Taylor, the pesticide industry group spokesperson, says that although states increasingly support returning exposure considerations to the draft, “till now, the commission seems to have ignored that.”

Carlini, the legal expert at the Center for International Environmental Law, explains that formal votes have not yet been held. The EC appears to prefer gauging whether a qualified majority could be achieved as a test for adopting the criteria.

The center is calling for the EU’s criteria to identify endocrine-disrupting chemicals in any kind of product, not just pesticides and biocides. Moos from BEUC agrees that a single set of health-based criteria is needed to prevent piecemeal, case-by-case regulation of chemicals.
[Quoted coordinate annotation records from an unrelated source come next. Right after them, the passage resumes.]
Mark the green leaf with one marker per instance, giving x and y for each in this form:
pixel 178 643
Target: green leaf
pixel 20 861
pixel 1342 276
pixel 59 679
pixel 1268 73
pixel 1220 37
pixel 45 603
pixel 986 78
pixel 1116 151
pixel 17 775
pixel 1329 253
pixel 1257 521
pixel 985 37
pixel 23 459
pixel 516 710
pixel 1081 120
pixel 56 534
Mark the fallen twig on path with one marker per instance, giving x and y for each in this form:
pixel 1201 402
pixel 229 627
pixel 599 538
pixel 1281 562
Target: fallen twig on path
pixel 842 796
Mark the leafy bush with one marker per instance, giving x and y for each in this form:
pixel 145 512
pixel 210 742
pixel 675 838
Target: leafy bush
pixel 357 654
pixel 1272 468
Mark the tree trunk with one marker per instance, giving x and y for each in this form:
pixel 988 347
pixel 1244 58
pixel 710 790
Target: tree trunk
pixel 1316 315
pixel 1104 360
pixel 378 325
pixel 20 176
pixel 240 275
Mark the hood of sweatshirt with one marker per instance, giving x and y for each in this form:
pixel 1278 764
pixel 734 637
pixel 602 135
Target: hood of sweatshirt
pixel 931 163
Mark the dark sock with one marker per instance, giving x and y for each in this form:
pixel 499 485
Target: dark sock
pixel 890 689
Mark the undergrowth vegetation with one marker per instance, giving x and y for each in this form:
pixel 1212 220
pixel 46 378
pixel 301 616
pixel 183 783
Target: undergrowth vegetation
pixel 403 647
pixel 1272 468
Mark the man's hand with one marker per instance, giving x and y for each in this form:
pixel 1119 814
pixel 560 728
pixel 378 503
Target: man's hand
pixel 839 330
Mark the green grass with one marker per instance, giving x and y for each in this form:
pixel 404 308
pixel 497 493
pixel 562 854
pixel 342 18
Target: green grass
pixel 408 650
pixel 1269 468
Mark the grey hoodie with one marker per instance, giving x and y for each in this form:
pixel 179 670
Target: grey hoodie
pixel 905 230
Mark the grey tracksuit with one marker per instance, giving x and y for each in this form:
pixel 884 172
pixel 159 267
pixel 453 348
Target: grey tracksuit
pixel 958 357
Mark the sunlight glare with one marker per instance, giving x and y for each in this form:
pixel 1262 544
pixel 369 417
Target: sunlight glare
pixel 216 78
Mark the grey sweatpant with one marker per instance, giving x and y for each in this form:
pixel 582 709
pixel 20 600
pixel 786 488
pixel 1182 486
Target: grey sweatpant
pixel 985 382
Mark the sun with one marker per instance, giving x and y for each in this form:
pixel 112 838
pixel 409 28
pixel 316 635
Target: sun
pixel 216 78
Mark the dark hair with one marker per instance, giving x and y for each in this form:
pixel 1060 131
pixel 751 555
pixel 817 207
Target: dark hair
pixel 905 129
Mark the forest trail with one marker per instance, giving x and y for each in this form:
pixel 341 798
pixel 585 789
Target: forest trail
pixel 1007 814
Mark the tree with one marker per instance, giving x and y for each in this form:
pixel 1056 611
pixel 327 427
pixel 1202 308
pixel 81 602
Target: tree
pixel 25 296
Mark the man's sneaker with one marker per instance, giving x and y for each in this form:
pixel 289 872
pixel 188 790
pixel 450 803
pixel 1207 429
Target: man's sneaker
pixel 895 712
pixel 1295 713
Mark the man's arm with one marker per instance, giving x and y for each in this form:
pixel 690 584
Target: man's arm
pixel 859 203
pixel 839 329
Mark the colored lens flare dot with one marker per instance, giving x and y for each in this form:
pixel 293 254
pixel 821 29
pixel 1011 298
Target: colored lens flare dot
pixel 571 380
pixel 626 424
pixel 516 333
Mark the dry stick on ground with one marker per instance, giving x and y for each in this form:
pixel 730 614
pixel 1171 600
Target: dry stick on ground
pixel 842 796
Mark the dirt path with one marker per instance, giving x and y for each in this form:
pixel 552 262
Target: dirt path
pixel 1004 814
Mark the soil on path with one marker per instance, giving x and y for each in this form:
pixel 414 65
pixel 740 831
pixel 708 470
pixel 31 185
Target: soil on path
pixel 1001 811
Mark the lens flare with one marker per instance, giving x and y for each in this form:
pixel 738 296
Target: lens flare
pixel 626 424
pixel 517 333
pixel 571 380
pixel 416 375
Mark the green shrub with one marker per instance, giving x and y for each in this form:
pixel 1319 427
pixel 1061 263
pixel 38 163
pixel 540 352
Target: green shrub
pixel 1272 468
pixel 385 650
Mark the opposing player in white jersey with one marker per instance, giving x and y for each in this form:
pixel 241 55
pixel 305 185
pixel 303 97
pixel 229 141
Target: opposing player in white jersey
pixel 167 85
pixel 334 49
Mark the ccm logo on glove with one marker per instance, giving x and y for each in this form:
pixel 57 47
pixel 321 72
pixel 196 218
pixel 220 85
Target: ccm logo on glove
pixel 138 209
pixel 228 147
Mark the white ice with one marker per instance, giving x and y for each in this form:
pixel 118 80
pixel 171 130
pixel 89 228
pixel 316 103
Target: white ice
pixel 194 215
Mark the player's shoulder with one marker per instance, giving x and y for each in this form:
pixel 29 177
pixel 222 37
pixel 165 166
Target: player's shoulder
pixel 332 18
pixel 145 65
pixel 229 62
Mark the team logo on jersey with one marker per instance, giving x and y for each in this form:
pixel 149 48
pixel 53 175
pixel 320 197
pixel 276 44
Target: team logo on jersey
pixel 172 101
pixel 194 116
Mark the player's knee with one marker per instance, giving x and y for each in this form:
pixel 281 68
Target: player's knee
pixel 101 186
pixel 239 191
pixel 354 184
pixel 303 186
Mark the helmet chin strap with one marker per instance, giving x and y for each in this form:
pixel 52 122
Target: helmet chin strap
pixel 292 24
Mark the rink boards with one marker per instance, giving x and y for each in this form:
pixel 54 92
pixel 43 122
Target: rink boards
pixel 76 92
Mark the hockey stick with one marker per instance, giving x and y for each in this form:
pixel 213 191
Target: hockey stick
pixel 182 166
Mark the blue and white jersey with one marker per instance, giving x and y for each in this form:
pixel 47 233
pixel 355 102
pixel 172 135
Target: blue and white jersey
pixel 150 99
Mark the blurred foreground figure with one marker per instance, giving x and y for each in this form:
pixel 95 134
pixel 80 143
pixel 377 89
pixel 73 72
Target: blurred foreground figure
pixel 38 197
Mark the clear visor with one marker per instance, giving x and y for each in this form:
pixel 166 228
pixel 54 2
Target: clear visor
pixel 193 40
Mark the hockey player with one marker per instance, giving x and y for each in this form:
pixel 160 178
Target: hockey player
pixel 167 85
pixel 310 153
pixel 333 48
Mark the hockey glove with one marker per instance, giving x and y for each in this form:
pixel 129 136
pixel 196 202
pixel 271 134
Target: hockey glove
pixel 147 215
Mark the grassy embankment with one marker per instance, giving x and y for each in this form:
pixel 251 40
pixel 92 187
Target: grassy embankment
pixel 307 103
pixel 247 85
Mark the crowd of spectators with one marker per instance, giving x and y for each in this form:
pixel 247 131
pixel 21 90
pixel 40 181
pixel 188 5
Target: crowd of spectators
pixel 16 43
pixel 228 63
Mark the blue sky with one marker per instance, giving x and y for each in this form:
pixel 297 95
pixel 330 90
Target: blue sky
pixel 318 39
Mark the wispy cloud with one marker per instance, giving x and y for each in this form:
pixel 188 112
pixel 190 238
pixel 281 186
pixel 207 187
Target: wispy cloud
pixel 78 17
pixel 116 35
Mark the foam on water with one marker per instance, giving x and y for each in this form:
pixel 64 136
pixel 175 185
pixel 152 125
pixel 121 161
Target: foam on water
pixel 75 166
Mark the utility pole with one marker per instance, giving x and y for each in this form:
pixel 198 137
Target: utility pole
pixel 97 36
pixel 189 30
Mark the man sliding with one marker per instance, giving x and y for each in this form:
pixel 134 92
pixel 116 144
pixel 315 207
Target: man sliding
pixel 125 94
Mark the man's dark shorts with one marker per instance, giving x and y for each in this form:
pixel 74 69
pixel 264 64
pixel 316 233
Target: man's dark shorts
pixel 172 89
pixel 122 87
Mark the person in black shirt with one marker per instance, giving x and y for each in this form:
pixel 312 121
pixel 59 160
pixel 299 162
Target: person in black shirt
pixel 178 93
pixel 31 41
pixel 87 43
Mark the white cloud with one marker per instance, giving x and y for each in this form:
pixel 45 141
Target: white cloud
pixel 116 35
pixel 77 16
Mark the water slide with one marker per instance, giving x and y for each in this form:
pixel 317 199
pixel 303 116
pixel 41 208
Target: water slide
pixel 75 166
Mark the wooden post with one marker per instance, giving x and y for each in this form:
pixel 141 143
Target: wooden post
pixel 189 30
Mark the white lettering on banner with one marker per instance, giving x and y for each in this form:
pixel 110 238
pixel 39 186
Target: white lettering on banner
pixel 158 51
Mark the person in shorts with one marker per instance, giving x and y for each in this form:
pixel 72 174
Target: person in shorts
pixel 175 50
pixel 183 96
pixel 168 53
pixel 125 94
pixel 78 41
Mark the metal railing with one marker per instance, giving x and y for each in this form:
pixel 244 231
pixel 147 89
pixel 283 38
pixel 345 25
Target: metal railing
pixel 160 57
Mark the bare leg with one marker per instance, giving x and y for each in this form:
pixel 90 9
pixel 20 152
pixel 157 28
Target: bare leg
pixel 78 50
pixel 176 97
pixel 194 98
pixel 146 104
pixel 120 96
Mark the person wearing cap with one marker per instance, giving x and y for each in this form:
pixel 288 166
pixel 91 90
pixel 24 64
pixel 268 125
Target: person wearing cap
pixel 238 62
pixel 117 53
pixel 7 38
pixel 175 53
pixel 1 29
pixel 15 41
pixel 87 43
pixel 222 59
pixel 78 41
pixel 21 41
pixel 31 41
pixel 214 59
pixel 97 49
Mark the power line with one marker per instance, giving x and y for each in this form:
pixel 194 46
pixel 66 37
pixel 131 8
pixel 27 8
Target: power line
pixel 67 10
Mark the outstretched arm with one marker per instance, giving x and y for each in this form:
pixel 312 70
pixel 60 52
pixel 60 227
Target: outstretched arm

Talks have continued in May. Brivio predicts that “a few clarifications will be made” to current drafts at meetings later this year. “We hope we are getting there.”

Carlini agrees. “The commission seems to be pushing member states to agree on the draft criteria in the next weeks.”

But she warns: “Just speeding up the process to adopt any criteria for the sake of having them might be counterproductive to achieve the objectives of the regulations.” 

Paula Dupraz-Dobias is a freelance journalist based in Geneva.